2. Save – Based on how you do your planning, your cash inflows, and challenges you can complete 2-3 phases (walling, foundation, block work, roofing, electricity & plumbing, plastering & screed, windows & main doors, ceiling, miscellaneous aesthetics) a year. Save and act! A financial plan is the key to everything else. There were many times when my salary hit my account and I wasn’t excited about it, because it was going to be used to pay off someone the following day and I would have to hustle all the way through to the end of the month. This doesn’t have to be the case for you. You can decide to save for the 1st three quarters of the year and act in the fourth quarter. However, based on my experiences, I suggest executing plans within the 1st or 2nd quarters of the year since business is usually slow after Christmas and owners may be trying to clear old items or recover from their expenditure during the festivities (especially for the informal material suppliers). Need help tracking your spending and saving? Read this article about the personal finance apps Hacking Adulthood recommends.
3. Buy ahead and in bulk – The prices of goods are always going up in this country but unfortunately you can’t really do much about it. In order to save yourself from all the “I should have bought this when I had the chance” moments, look out for great deals. For instance, in my case I bought extra blocks at the time of starting my foundation, so after completing the foundation and recovering from that financial burden we went right to the laying of the blocks. Also, after laying of the bricks to the lentil level I got several quotations on the cost of electrical and basic materials involved – mainly pipes and wiring. I then purchased a large number of pipes and wires and stored them in my rented accommodation. Prices of electrical items have increased over 70% since I started my project, so purchasing these basic items early saved me a lot of money when I begun with the wiring phase.
However, be sure not to buy cement in bulk unless you have adequate and optimum storage facilities. This is because cement has a limited storage life when packed in bags; cement bags are vulnerable to water vapour and will absorb moisture if exposed to rain and water. And you don’t want your bags exposed to moisture because moisture will cause the cement to set and harden, which means that you have to discard it. If you don’t have optimum storage facilities, you can pay a wholesaler deposits for certain quantities of cement to be stored and supplied to you in future.
4. Supplement your income – If you have a skill set that can earn you extra money aside your 8-5, please harness it. It will go a long way towards bringing you some financial relief. My 8-5 job wasn’t earning me enough, so I started doing side jobs such as helping undergraduates with their theses, helping people to get passports, basic administrative work, and buying and selling phones.
5. Focus on the basics – This your first house, not your last, so a minimalist approach is best.
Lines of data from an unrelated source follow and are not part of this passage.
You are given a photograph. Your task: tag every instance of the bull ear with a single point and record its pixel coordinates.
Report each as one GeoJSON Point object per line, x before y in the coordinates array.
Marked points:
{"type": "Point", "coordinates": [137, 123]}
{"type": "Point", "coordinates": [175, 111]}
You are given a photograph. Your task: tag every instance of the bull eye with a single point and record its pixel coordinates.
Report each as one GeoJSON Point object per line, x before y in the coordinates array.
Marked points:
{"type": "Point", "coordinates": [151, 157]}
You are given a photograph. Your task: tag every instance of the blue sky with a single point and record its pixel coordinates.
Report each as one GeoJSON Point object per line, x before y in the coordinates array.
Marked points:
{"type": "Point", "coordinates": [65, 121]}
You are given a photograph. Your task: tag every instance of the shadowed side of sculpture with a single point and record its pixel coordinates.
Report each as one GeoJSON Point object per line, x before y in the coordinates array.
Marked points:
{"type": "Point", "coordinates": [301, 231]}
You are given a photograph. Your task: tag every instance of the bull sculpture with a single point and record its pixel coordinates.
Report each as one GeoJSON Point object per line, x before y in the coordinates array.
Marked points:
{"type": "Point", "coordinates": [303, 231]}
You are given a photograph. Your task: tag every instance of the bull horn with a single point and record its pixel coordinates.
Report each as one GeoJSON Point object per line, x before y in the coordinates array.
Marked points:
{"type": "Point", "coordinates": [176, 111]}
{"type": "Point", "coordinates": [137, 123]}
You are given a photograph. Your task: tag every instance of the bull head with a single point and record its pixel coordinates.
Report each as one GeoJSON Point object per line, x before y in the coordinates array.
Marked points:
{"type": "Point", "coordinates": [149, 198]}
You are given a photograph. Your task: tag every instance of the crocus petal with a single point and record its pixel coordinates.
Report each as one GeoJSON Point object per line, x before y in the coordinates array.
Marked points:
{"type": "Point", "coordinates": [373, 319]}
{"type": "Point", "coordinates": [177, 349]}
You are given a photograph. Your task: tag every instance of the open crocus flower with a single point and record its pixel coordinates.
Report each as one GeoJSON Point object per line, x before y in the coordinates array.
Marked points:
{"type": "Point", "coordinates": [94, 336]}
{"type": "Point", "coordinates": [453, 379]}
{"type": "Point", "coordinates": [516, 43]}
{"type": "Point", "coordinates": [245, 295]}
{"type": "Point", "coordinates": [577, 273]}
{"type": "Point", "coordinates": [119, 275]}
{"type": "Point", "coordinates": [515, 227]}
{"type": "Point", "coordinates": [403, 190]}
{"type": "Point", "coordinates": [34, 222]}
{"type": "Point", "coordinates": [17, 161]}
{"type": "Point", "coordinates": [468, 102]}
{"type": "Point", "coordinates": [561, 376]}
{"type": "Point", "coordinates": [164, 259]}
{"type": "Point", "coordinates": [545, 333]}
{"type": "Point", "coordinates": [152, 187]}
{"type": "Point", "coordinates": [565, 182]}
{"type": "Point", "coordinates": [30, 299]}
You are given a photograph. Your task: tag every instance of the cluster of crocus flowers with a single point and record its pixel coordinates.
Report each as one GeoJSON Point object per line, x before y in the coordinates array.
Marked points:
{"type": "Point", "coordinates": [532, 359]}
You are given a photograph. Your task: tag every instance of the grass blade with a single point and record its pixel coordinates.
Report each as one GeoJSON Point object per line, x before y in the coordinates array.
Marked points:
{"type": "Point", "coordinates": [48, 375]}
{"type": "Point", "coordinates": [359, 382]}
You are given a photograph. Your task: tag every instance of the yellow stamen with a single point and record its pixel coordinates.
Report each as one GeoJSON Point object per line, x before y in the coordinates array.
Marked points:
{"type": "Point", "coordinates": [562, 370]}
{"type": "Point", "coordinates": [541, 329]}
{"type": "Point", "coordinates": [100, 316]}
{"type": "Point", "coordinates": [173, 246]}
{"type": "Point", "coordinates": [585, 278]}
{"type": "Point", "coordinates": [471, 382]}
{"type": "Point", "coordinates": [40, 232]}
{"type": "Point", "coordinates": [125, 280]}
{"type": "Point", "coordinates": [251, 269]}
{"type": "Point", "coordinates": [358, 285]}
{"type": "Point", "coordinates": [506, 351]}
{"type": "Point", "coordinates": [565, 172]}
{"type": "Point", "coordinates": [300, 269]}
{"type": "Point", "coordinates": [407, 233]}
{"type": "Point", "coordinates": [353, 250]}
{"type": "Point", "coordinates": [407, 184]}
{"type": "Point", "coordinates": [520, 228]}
I would suggest building a 2 bedroom house with room and a foundation for vertical or horizontal expansion. A 2 bedroom house will cost less and can be completed earlier than a 3 or 4 bedroom one. Regarding the design: you can do it yourself–Google and a foreman are your friends. And while you’re at it, pick straight lines over curves since curves mean spending more on basic materials. You don’t need a garage; that’s an extra room. After your house is done and things settle down, you can go and do the fancy stuff – expansion or building another house.
I would say that with GHS 80,000 (using old louvre blades instead of glass windows) to GHS 120,000 cedis at current prices, excluding cost of land, you could build a 2 bedroom house. Hopefully that’s doable for you with all the tips above. Get saving and get started!
By Guest Hacker George Sekyi Mensah
George is a former Manchester United supporter who likes to read biographies and comics. If he could start building at 23, you can too.